Mon PowerBook G4 12' tourne comme un charme, et pourtant je n'ai fait que lui rajouter de la RAM (1,25 Go en tout, et DD d'origine). Il tourne sous Leopard 10.5.8 (clean install) et c'est vrai que celui-ci est plus lent que Tiger sur une petite configuration comme la mienne.

Cependant je lance OnyX régulièrement et le multitâche marche du feu de Dieu (je jongle souvent entre Safari, Adium, Spotify, NeoOffice et Transmission).

Le seul problème un peu gênant concerne la lecture de vidéos saccadées sur YouTube lorsque celles-ci sont de trop haute qualité 

Mon ordi a quasiment 5 ans d'âge, mais il me rend toujours de fiers services.


----------



## lamiredodo (14 Mars 2010)

Je relance ce sujet car je me suis décidé à passer à Léopard (mais pas "snow leopard)...et grosse désillusion car au début de l'install', j'ai un message d'erreur qui me dit que OSX ne peut pas être installé sur cet ordinateur !!
J'ai raté une étape, il y a une démarche particulière ?


----------



## jp.pilet (14 Mars 2010)

lamiredodo a dit:


> Je relance ce sujet car je me suis décidé à passer à Léopard (mais pas "snow leopard)...et grosse désillusion car au début de l'install', j'ai un message d'erreur qui me dit que OSX ne peut pas être installé sur cet ordinateur !!
> J'ai raté une étape, il y a une démarche particulière ?



Donnes nous en plus sur la configuration et la bête  sinon difficile de répondre


----------



## lamiredodo (14 Mars 2010)

jp.pilet a dit:


> Donnes nous en plus sur la configuration et la bête  sinon difficile de répondre



C'est un PB G4, 1.5 GHZ avec 2 GO DDR SDRAM et DD de 160GO...d'autres précisions ?


----------



## jp.pilet (14 Mars 2010)

As tu assez de place sur le DD ?


----------



## divoli (14 Mars 2010)

lamiredodo a dit:


> C'est un PB G4, 1.5 GHZ avec 2 GO DDR SDRAM et DD de 160GO...d'autres précisions ?
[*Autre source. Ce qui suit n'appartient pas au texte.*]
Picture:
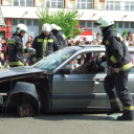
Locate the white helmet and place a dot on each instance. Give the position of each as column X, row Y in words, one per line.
column 55, row 27
column 20, row 27
column 104, row 21
column 46, row 28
Et le DVD de Leopard, il vient d'où ? S'il est de couleur grise, tu peux laisser tomber. Il faut une licence universelle (DVD noir).


----------



## tonrain (14 Mars 2010)

Bonsoir,
je pencherais plutôt sur le support d'installation. S'agit-il d'un DVD d'installation acheté en magasin, ou celui venant d'une autre machine ? On reconnaît les premiers recouvert d'un "X" noir sur fond "aurora", quand aux seconds: ils sont gris. Si ton DVD d'installation vient d'une autre machine, cela ne pourra jamais marcher: ils sont bloqués pour ne fonctionner que sur la machine avec laquelle ils ont été livré.

Cordialement.


----------



## lamiredodo (14 Mars 2010)

Il s'agit d'un DVD avec licence universelle, je connais les limitations de licence d'Apple...
J'ai 45 GO d'espace disponible sur mon DD, c'est largement suffisant, non ?
J'ai simplement inséré le DVD puis redémarré : il faut faire d'autre manip' ?


----------



## divoli (14 Mars 2010)

Tu redémarres en maintenant la touche *c* enfoncée, et il t'indique ce message ?


----------



## lamiredodo (14 Mars 2010)

divoli a dit:


> Tu redémarres en maintenant la touche *c* enfoncée, et il t'indique ce message ?



J'insère le DVD et c'est lui qui me demande de redémarrer...après il démarre sur le DVD puis message...


----------